A few years after my fiasco with Galilee in 1966, I was living in Perth and playing pub pool in just about every waking moment. I got hooked when I teamed up with Keith, a workmate who claimed to have been Scottish snooker champion. I can find no evidence of that, but he was an outstanding player. When he was thirsty, he was capable of breaking and clearing the table without giving the other three players a single shot. Once he had his eye in, he enjoyed performing trick shots and entertaining the crowd. In those days in Perth pubs, you always played for the cost of the table and a beer. We drank for free for about a year.
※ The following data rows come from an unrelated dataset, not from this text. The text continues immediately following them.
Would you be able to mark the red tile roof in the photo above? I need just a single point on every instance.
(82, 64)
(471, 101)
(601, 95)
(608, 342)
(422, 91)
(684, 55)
Despite his ability to drink free beer as long as he wanted, Keith had a taste for expensive spirits and for backing losers at the races and those two failings had him almost constantly in debt. We were paid fortnightly and Keith always ran out in about three days. He would borrow from me until the next payday. On payday, I'd collect what he owed me before he had a chance to pay anybody else or to put a bet on any new sure thing. And I was careful never to lend him more than his usual pay packet in any fortnight.

I went to his home once, but his wife clearly held me responsible for his financial failings and threw me out on the spot. And after a while, I started to get itchy feet as I became increasingly aware that I had only put 3,400 km between me and my parents in Melbourne. I moved on to Darwin and I lost touch with Keith. But at least I was by then confirmed in my attitude to betting on horses.